• Author(s): Elias Stengel-Eskin, Peter Hase, Mohit Bansal

This paper introduces LACIE, a novel approach for improving confidence calibration in large language models (LLMs) through listener-aware finetuning. Confidence calibration is crucial for ensuring that the probabilities predicted by LLMs accurately reflect the true likelihood of outcomes, which is essential for applications requiring reliable decision-making. Traditional methods for confidence calibration often overlook the context and specific needs of the listener, leading to suboptimal performance.

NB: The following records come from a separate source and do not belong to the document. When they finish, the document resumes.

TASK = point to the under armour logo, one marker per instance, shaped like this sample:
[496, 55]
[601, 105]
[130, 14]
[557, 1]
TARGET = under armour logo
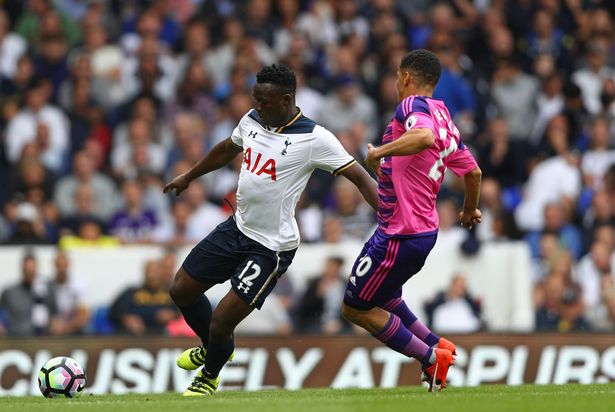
[286, 143]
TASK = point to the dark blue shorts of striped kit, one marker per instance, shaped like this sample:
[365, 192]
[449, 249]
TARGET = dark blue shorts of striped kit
[226, 253]
[383, 266]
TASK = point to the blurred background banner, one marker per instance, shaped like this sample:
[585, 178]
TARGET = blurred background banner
[107, 272]
[121, 365]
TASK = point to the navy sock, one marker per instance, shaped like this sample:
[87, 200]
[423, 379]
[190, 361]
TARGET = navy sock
[198, 317]
[217, 356]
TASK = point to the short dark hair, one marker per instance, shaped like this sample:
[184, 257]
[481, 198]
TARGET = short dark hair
[424, 65]
[279, 75]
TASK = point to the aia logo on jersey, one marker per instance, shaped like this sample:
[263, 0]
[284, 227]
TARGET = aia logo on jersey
[257, 166]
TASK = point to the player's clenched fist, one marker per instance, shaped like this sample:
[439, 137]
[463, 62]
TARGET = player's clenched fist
[470, 218]
[372, 161]
[179, 184]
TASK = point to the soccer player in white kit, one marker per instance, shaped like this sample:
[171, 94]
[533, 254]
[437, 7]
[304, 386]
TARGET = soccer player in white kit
[281, 148]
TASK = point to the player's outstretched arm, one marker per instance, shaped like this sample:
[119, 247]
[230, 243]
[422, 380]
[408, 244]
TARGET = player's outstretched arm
[220, 155]
[411, 142]
[364, 182]
[471, 215]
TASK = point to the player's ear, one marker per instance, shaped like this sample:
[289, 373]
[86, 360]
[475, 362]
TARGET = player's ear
[287, 99]
[407, 77]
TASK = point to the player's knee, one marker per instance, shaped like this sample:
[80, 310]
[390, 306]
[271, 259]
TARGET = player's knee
[179, 296]
[220, 330]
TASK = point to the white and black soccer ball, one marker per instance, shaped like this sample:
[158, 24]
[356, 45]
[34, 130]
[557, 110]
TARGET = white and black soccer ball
[61, 377]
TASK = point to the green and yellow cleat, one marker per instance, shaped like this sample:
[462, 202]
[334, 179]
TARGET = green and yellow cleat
[202, 385]
[193, 358]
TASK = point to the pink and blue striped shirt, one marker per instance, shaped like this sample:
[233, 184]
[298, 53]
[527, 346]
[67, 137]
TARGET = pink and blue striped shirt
[408, 185]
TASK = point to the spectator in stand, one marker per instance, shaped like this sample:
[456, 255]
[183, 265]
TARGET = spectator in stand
[498, 222]
[600, 156]
[590, 79]
[454, 310]
[205, 215]
[134, 223]
[452, 87]
[192, 96]
[450, 234]
[319, 310]
[139, 154]
[347, 105]
[30, 304]
[107, 60]
[51, 63]
[41, 123]
[102, 187]
[175, 232]
[16, 86]
[12, 47]
[600, 214]
[355, 215]
[144, 309]
[29, 227]
[546, 37]
[554, 180]
[558, 299]
[72, 315]
[591, 270]
[499, 158]
[514, 94]
[89, 235]
[40, 15]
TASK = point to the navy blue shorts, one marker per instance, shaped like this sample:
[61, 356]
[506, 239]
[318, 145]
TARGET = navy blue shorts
[226, 253]
[384, 265]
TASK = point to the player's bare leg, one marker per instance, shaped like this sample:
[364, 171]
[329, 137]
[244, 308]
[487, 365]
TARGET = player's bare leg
[228, 314]
[389, 329]
[189, 296]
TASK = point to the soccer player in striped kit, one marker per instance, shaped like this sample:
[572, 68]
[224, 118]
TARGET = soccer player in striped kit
[419, 144]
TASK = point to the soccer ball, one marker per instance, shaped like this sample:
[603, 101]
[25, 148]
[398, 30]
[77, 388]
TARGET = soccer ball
[61, 377]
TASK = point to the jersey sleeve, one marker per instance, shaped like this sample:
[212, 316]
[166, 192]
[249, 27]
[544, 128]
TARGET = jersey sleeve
[237, 135]
[328, 153]
[461, 161]
[413, 112]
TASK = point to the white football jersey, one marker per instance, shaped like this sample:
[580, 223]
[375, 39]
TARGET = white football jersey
[277, 164]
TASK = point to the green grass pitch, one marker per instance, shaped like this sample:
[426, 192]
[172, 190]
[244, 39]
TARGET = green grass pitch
[491, 398]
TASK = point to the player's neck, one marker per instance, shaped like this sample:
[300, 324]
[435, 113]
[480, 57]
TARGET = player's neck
[418, 91]
[290, 116]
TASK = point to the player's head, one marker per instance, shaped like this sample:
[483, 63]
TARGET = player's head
[274, 94]
[418, 73]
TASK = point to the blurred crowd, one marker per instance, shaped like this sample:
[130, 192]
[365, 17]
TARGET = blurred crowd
[103, 101]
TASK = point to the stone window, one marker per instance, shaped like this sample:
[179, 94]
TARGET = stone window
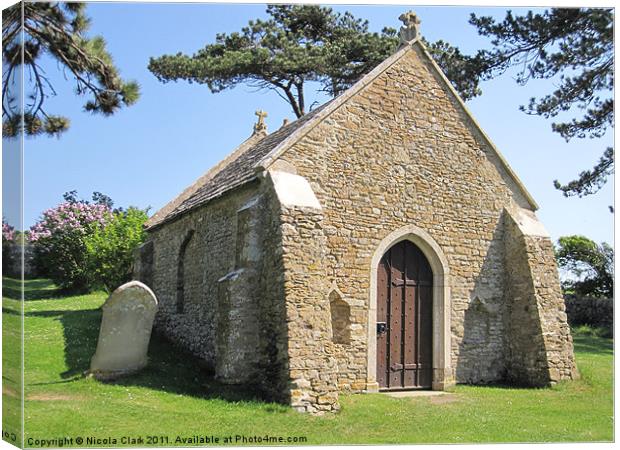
[181, 273]
[341, 319]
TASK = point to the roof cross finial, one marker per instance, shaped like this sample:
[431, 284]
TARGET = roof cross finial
[410, 29]
[260, 126]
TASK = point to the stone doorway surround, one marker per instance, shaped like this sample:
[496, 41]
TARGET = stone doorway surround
[442, 370]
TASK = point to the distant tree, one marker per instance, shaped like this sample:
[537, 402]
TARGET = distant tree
[56, 29]
[110, 248]
[8, 239]
[575, 47]
[59, 242]
[296, 45]
[592, 266]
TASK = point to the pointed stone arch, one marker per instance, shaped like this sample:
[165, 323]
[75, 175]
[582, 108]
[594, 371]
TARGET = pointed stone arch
[442, 370]
[180, 300]
[340, 312]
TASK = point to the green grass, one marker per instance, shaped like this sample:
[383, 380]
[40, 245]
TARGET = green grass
[174, 396]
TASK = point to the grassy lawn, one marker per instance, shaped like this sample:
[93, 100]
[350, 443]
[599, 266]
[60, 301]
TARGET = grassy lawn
[174, 397]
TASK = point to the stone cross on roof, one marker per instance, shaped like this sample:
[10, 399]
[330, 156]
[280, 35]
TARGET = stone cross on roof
[260, 126]
[411, 27]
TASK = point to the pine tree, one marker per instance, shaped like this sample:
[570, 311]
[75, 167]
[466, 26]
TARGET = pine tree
[298, 44]
[575, 48]
[56, 29]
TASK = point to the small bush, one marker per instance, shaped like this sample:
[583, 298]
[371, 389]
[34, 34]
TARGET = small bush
[59, 242]
[110, 248]
[8, 238]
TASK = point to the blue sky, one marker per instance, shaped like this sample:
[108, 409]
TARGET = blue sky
[146, 154]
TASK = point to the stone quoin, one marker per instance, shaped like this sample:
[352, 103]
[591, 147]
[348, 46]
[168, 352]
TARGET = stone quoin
[379, 242]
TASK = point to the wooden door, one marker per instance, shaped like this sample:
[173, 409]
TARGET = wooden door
[404, 319]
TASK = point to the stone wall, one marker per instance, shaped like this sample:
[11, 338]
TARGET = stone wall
[596, 312]
[234, 315]
[402, 151]
[191, 307]
[313, 369]
[539, 341]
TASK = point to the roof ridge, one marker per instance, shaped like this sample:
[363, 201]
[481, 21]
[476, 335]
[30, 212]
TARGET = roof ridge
[332, 105]
[163, 213]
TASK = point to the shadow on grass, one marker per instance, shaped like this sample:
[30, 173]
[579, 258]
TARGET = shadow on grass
[593, 345]
[39, 289]
[170, 369]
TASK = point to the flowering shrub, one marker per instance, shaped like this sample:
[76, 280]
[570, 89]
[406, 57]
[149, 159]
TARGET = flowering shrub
[59, 236]
[110, 248]
[8, 237]
[8, 232]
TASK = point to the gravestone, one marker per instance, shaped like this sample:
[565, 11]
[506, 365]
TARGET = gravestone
[125, 331]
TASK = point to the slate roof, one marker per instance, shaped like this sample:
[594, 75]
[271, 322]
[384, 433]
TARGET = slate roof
[235, 170]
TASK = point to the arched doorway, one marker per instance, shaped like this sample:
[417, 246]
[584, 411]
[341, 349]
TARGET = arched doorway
[442, 373]
[404, 319]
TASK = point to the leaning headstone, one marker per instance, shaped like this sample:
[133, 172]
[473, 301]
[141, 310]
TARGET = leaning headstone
[125, 331]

LACIE addresses this gap by incorporating listener-aware mechanisms into the fine-tuning process of LLMs. The proposed method leverages contextual information about the listener to adjust the model’s confidence scores, thereby enhancing the alignment between predicted probabilities and actual outcomes. This approach involves training the model on a diverse set of listener profiles and scenarios, enabling it to adapt its confidence calibration dynamically based on the listener’s context. Extensive experiments are conducted to evaluate the effectiveness of LACIE. The results demonstrate that LACIE significantly improves confidence calibration compared to baseline methods. The model achieves higher accuracy in predicting true likelihoods, reducing the gap between predicted and actual probabilities. This improvement is consistent across various tasks and datasets, highlighting the robustness and generalizability of the proposed approach.

The paper also explores the potential applications of LACIE in real-world scenarios, such as conversational agents, recommendation systems, and decision support tools. By providing more accurate confidence estimates, LACIE enhances the reliability and trustworthiness of LLMs in these applications. The authors discuss the implications of their findings and suggest directions for future research to further refine and expand the capabilities of listener-aware confidence calibration. LACIE represents a significant advancement in the field of confidence calibration for large language models. The proposed listener-aware fine-tuning approach addresses the limitations of traditional methods and offers a practical solution for improving the accuracy and reliability of LLMs in various applications. The findings contribute to the ongoing efforts to enhance the performance and trustworthiness of AI systems.